BioChek has performed some pilot projects with implementing biosecurity measures in South Africa, where their issue was laborers coming to work dirty.

“The mindset of their labor is, ‘I'm going to work in a pig facility. Why would I shower before I go?’,” said Dr. Pyburn. “We used this system to be able to check on their cleanliness, and we showed them their score. Anytime you score someone, most want to continually improve their scores.”

This was true on the South African farms - the laborers wanted to continue to improve which resulted in an improved biosecurity practice and a change in human mindset and behavior.

“Producers could incentivize employees to be the best at cleaning the trailer, be the best at cleaning down the barn or for maintaining high personal hygiene,” said Dr. Pyburn.

The data could be tracked in a cloud-based database and analyzed over time to identify how well the program is working. This data would show producers if they were continuing to improve and allow the producer to quantify the results to monitor biosecurity procedures.

Biosecurity with outside contractors

At the conference, there was a lot of discussion about outside contractors coming into swine facilities and that they may not be aware of biosecurity protocols.

“Using the VetAssure monitoring system would allow a producer to score how clean they are,” said Dr. Pyburn. “The testing provides instant results.”

It offers a quick 10-second readout. Results are ‘real time’ and you can make decisions to keep your biosecurity intact.

“For example, with transports right now, some people are using cultures to test for exposure,” said Dr.
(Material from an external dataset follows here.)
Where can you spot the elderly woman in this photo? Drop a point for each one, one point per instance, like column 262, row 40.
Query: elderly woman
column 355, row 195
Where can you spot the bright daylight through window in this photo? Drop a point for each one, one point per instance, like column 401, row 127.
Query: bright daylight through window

Pyburn. “They're touching culture plates and agar plates, maybe in five or six different spots in the trailer to see if it’s clean.”

There are a couple of problems with that type of testing, he said. Every time and place you touch the trailer with agar, you could have left residual bacteria that might grow and flourish. The other problem with the culture testing is that it takes at least 24 hours to incubate.

“Using culture testing does not allow you to prevent anything from entering your facilities unless you want to hold until test results are available. Getting outcomes later results in what I call ‘the blaming system’,” he explained. “VetAssure is a 10 second read out leaving behind no nutrients for the bacteria. It allows you to make a decision on the spot to prevent disease.”

The same could be said for equipment that contractors are bringing in or your own employees’ things that are moving on the farm that can be a source of contamination.

“Anything that we want to test for cleanliness,” said Dr. Pyburn. “This is a way to score how clean it is. This testing can provide evidence that certain standards must be met before entry would be allow into the facility.”